For the first time since she arrived, he couldn’t be deterred.

“We’ll take it slowly,” he said. “But you are going to roll.”

He gave her a sheet of paper that had been photocopied so many times the words were faint. There was a place for a character name, a personal description, and then characteristics.

Beneath characteristics were these words: Strength, Intelligence, Wisdom, Constitution, Dexterity, and Charisma. Beside the words were symbols she was just beginning to understand: D6, D12, D24—all referring to a type of dice, from a six-sided die (or, as she thought of it, normal dice), a twelve-sided die, and so on.
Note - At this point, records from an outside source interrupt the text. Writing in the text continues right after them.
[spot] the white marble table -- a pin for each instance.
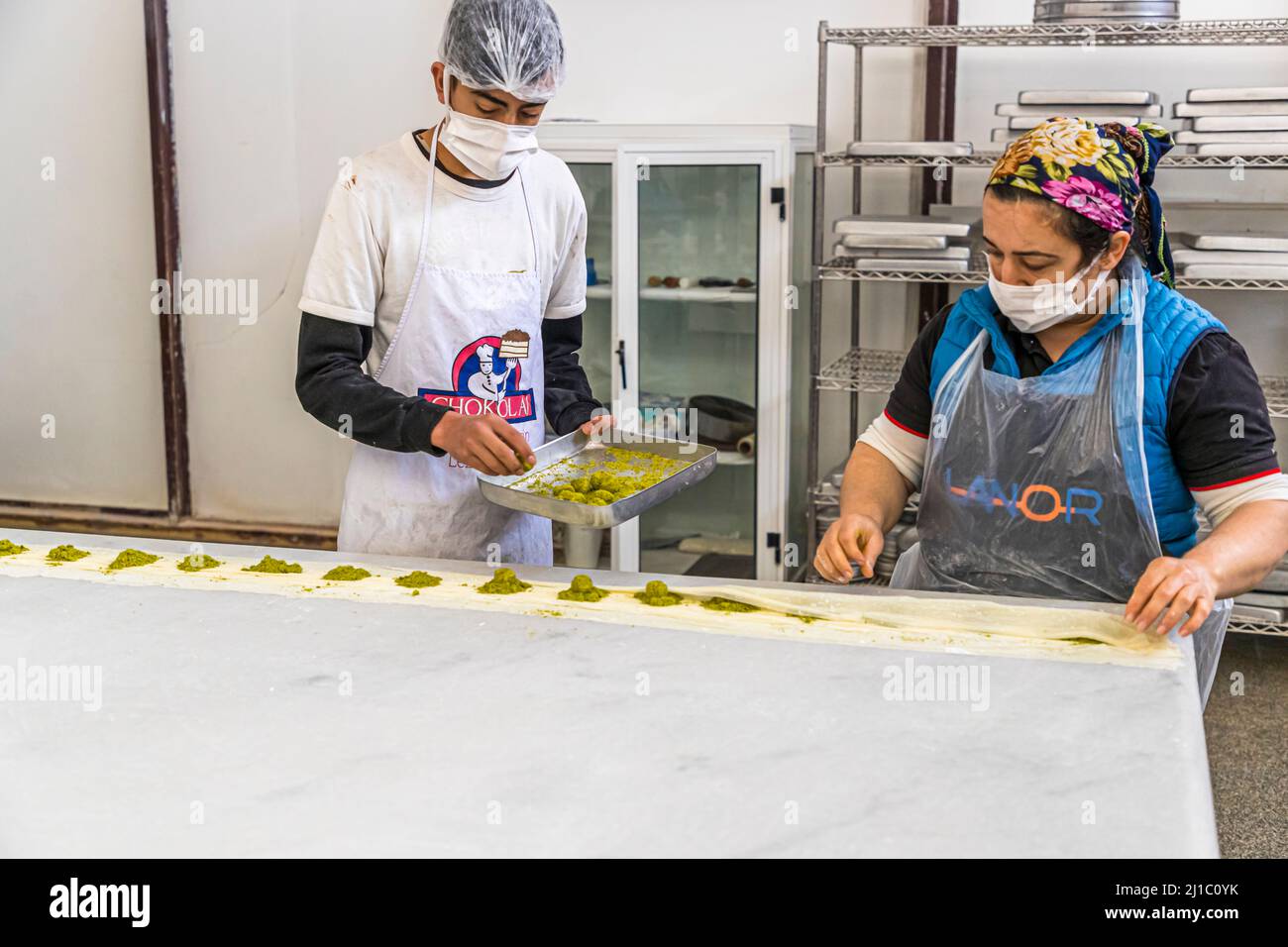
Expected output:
(223, 731)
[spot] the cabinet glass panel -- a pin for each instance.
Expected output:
(596, 347)
(802, 268)
(698, 250)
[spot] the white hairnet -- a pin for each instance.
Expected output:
(514, 46)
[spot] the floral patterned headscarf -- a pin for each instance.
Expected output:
(1106, 172)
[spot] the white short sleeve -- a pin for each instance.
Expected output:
(346, 274)
(568, 289)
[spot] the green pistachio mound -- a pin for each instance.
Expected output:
(417, 579)
(129, 558)
(724, 604)
(347, 574)
(657, 594)
(273, 566)
(583, 589)
(503, 582)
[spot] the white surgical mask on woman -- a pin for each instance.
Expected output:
(1033, 308)
(490, 150)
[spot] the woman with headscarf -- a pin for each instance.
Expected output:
(1065, 421)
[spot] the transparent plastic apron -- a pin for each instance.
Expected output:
(1038, 486)
(455, 346)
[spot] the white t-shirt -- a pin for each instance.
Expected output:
(368, 245)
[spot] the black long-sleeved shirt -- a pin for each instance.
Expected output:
(333, 386)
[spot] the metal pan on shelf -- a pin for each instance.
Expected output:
(1094, 11)
(506, 489)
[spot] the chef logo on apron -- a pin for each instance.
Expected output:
(487, 376)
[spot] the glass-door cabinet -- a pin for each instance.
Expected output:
(692, 298)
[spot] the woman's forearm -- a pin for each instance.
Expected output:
(1241, 551)
(874, 487)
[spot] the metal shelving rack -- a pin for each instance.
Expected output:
(872, 371)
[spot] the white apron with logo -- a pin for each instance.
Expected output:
(451, 347)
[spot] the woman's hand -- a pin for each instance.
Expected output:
(1168, 589)
(851, 539)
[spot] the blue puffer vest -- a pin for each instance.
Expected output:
(1172, 324)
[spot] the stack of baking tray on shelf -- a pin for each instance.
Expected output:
(898, 540)
(1231, 256)
(909, 149)
(1234, 121)
(903, 244)
(1034, 106)
(1106, 11)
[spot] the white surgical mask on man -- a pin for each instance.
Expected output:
(1033, 308)
(490, 150)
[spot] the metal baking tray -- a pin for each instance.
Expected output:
(1022, 123)
(1067, 11)
(1193, 110)
(1087, 97)
(1232, 270)
(896, 241)
(1239, 123)
(889, 224)
(901, 149)
(1247, 258)
(1231, 137)
(947, 253)
(1260, 93)
(879, 264)
(1256, 612)
(1240, 149)
(503, 492)
(1081, 110)
(1233, 241)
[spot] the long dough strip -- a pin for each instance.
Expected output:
(986, 629)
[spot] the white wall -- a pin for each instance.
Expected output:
(283, 90)
(78, 347)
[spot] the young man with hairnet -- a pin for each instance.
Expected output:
(452, 263)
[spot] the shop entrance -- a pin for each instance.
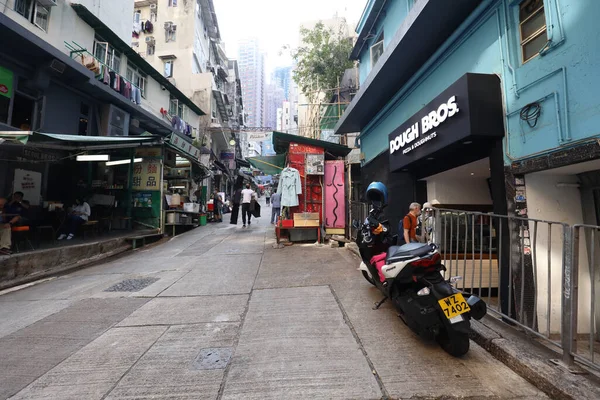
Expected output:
(467, 187)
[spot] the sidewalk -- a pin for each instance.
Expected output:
(218, 313)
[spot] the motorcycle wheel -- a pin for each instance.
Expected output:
(368, 278)
(456, 344)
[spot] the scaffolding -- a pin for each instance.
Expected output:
(319, 101)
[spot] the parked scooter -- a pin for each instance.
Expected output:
(411, 276)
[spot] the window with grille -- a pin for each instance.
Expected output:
(41, 17)
(168, 68)
(532, 28)
(36, 13)
(137, 77)
(377, 50)
(107, 54)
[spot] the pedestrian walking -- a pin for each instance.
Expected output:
(217, 207)
(275, 207)
(236, 201)
(409, 225)
(247, 196)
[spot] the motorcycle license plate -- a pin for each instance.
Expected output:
(454, 305)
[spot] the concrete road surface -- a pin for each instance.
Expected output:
(218, 313)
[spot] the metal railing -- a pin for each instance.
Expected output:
(538, 275)
(516, 264)
(583, 341)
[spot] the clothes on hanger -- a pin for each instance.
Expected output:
(289, 187)
(148, 27)
(138, 96)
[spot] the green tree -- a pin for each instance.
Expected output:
(322, 58)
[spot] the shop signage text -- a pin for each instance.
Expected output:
(258, 136)
(147, 175)
(468, 111)
(430, 121)
(185, 146)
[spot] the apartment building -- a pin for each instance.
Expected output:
(252, 70)
(46, 46)
(70, 86)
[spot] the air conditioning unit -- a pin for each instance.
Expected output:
(47, 3)
(114, 121)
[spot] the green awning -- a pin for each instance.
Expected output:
(77, 142)
(281, 144)
(97, 139)
(269, 165)
(105, 32)
(15, 136)
(332, 116)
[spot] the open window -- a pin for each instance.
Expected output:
(532, 28)
(136, 77)
(377, 50)
(107, 54)
(36, 12)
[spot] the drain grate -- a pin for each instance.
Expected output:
(132, 285)
(213, 358)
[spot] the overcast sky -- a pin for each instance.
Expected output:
(276, 22)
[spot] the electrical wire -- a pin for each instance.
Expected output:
(531, 114)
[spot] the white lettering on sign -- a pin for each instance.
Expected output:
(432, 120)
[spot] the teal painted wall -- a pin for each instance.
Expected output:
(491, 45)
(394, 12)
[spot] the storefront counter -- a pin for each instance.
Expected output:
(175, 218)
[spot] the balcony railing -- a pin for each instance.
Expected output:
(91, 62)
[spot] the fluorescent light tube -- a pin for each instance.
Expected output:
(94, 157)
(121, 162)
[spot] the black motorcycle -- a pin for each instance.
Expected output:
(411, 276)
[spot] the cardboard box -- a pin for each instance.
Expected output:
(307, 219)
(191, 207)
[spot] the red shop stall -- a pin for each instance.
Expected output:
(320, 188)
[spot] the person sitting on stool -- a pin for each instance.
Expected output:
(79, 215)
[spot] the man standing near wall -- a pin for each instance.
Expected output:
(410, 223)
(247, 195)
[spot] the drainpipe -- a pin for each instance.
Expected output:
(550, 28)
(508, 61)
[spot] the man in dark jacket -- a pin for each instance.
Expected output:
(235, 209)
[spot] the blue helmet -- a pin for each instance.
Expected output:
(377, 193)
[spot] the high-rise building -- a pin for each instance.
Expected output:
(282, 78)
(252, 72)
(274, 97)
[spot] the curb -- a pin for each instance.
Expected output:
(50, 272)
(531, 361)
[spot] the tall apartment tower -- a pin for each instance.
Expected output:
(252, 72)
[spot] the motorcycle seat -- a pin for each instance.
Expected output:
(407, 251)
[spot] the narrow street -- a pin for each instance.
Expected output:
(218, 313)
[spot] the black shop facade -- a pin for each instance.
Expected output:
(450, 151)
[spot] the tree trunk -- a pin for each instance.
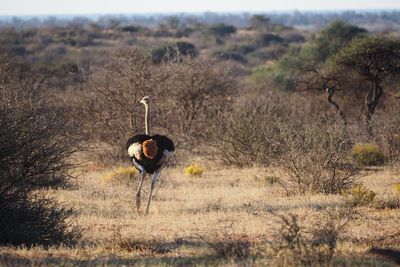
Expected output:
(372, 98)
(331, 91)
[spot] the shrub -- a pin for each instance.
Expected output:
(120, 175)
(194, 170)
(296, 248)
(359, 195)
(367, 154)
(316, 158)
(173, 51)
(249, 134)
(396, 188)
(36, 143)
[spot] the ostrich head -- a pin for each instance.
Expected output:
(145, 100)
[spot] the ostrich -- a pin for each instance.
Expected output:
(149, 153)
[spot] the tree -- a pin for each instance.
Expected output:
(374, 59)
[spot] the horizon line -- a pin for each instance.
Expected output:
(203, 12)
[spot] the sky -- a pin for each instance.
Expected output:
(77, 7)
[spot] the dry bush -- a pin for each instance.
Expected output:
(387, 131)
(298, 245)
(228, 244)
(194, 94)
(186, 94)
(250, 133)
(110, 111)
(316, 158)
(359, 195)
(36, 143)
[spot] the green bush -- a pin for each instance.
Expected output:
(367, 154)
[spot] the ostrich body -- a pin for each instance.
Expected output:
(149, 153)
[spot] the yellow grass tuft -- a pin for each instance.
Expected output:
(396, 188)
(120, 175)
(194, 170)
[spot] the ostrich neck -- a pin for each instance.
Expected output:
(147, 119)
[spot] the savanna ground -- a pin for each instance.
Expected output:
(317, 112)
(227, 216)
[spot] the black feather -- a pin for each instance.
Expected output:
(163, 143)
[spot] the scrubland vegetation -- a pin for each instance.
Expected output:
(287, 144)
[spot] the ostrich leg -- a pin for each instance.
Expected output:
(143, 174)
(153, 183)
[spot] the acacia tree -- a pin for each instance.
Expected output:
(375, 60)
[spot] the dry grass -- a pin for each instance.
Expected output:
(225, 217)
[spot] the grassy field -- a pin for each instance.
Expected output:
(225, 217)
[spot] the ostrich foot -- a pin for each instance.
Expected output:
(138, 201)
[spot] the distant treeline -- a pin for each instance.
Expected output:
(373, 20)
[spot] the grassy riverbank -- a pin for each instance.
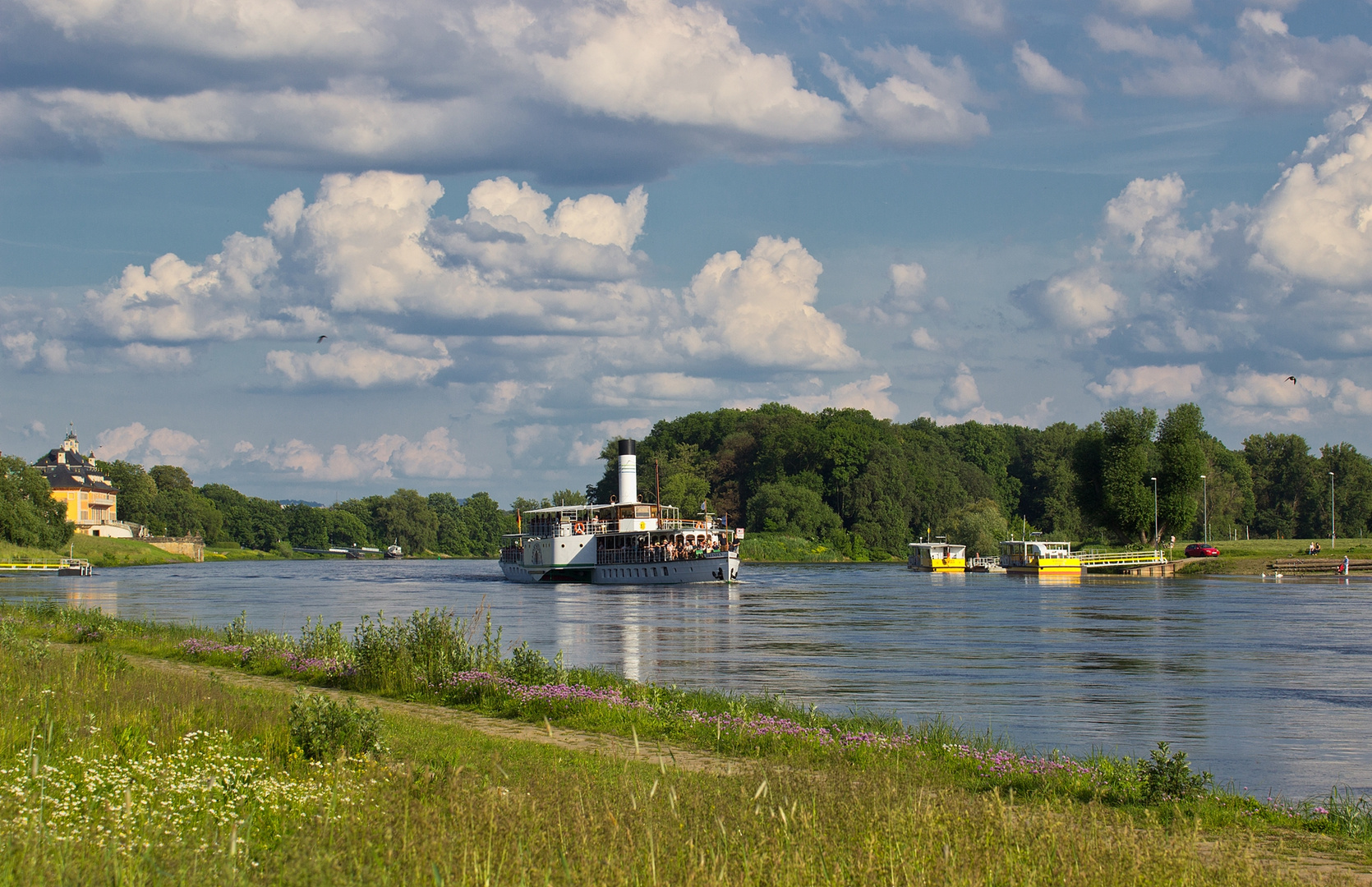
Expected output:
(116, 770)
(1253, 557)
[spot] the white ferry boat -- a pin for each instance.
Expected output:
(937, 557)
(626, 542)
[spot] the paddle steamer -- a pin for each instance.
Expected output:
(626, 542)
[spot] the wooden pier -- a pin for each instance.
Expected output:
(1310, 565)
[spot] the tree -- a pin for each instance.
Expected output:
(1351, 493)
(409, 522)
(170, 477)
(1181, 461)
(980, 526)
(1050, 498)
(29, 516)
(1124, 472)
(250, 522)
(346, 530)
(137, 493)
(1282, 481)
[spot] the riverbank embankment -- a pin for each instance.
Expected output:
(140, 750)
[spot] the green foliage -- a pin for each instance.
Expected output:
(471, 528)
(1124, 472)
(1283, 476)
(29, 516)
(137, 494)
(321, 727)
(1169, 778)
(788, 508)
(169, 477)
(569, 497)
(407, 520)
(250, 522)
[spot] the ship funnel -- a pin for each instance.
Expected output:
(628, 472)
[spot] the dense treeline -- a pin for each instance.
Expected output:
(166, 501)
(863, 485)
(868, 485)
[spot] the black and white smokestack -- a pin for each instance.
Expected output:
(628, 472)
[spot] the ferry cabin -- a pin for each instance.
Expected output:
(1040, 558)
(76, 481)
(624, 542)
(620, 543)
(937, 557)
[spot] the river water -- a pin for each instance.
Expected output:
(1267, 684)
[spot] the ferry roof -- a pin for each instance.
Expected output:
(565, 509)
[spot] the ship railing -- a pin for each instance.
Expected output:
(649, 555)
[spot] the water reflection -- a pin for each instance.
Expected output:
(1263, 683)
She picked up the appropriate dice and rolled when Spider told her to.

After a few minutes, she had numbers beside each characteristic.

Spider pulled the paper toward himself and studied it for a moment. Then he frowned at her.

“I gotta talk to Dave,” he said, and took the paper with him.

She didn’t see Spider for the rest of the day.

But she did have a great memory for numbers, so about closing time, she pulled a few of the older customers to the counter.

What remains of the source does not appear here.